The hitchhiker’s guide to the voltage-gated sodium channel galaxy

By Christopher A Ahern, Jian Payandeh, Frank Bosmans, and Baron Chanda.

Published in J Gen Physiol 2016 Jan;147(1):1-24.
PMID: 26712848. PMCID: PMC4692491. Link to Pubmed page.

Core Facility: Membrane Protein Expression/Purification.

Figure 1. Nav channel function, family tree, and structural architecture. (A) Evoked action potential recorded from a mouse DRG neuron at room temperature before (black) and after (red) the application of 1 µM TTX. X axis is 30 ms, and y axis is 20 mV. (B) A phylogenetic tree of Nav channels as well as Shaker obtained using Vector NTI AlignX software. (C) The side view of a signal subunit of the NavAb channel homotetramer (Protein Data Bank accession no. 3RVY) in ribbon style is colored from N terminus (blue) to C terminus (red). This view highlights the VSD as a modular four-helix bundle. (D) Side view of the NavAb channel with the front VSD and pore domain removed for clarity. For illustrative purposes, NavAb is colored according to a pseudotetrameric arrangement expected for eukaryotic Nav cannels. Representative classes of protein toxins (α, β, and µ), small molecule toxins (TTX), as well select small molecule drugs (lidocaine and benzocaine) are represented with arrows pointing to their presumed canonical binding sites on the channel. (E) Top-view schematic of a eukaryotic Nav channel with the S3b–S4 region of the VSDs from different domains is highlighted in different colors. The ion-conducting Na+ pore is found in the center of this view. (F) A structural top view of the NavAb channel colored according to a pseudotetrameric arrangement expected for a eukaryotic Nav channel (as in D). This subunit coloring highlights the “domain-swapped arrangement” of the VSDs around the PM observed for all voltage-gated ion channels.

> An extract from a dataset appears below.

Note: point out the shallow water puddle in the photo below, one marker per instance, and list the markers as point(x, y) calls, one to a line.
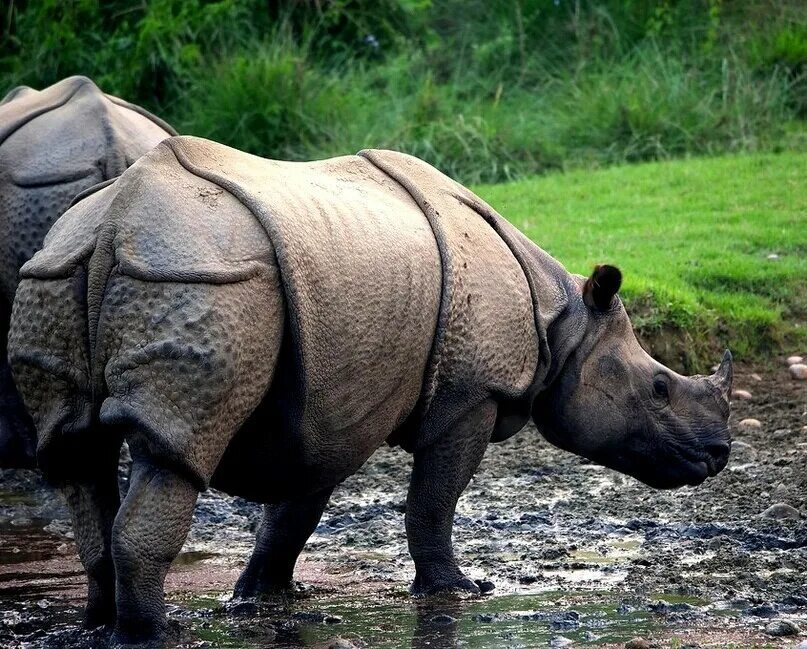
point(587, 618)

Eukaryotic voltage-gated sodium (Nav) channels contribute to the rising phase of action potentials and served as an early muse for biophysicists laying the foundation for our current understanding of electrical signaling. Given their central role in electrical excitability, it is not surprising that (a) inherited mutations in genes encoding for Nav channels and their accessory subunits have been linked to excitability disorders in brain, muscle, and heart; and (b) Nav channels are targeted by various drugs and naturally occurring toxins. Although the overall architecture and behavior of these channels are likely to be similar to the more well-studied voltage-gated potassium channels, eukaryotic Nav channels lack structural and functional symmetry, a notable difference that has implications for gating and selectivity. Activation of voltage-sensing modules of the first three domains in Nav channels is sufficient to open the channel pore, whereas movement of the domain IV voltage sensor is correlated with inactivation. Also, structure-function studies of eukaryotic Nav channels show that a set of amino acids in the selectivity filter, referred to as DEKA locus, is essential for Na(+) selectivity. Structures of prokaryotic Nav channels have also shed new light on mechanisms of drug block. These structures exhibit lateral fenestrations that are large enough to allow drugs or lipophilic molecules to gain access into the inner vestibule, suggesting that this might be the passage for drug entry into a closed channel. In this Review, we will synthesize our current understanding of Nav channel gating mechanisms, ion selectivity and permeation, and modulation by therapeutics and toxins in light of the new structures of the prokaryotic Nav channels that, for the time being, serve as structural models of their eukaryotic counterparts.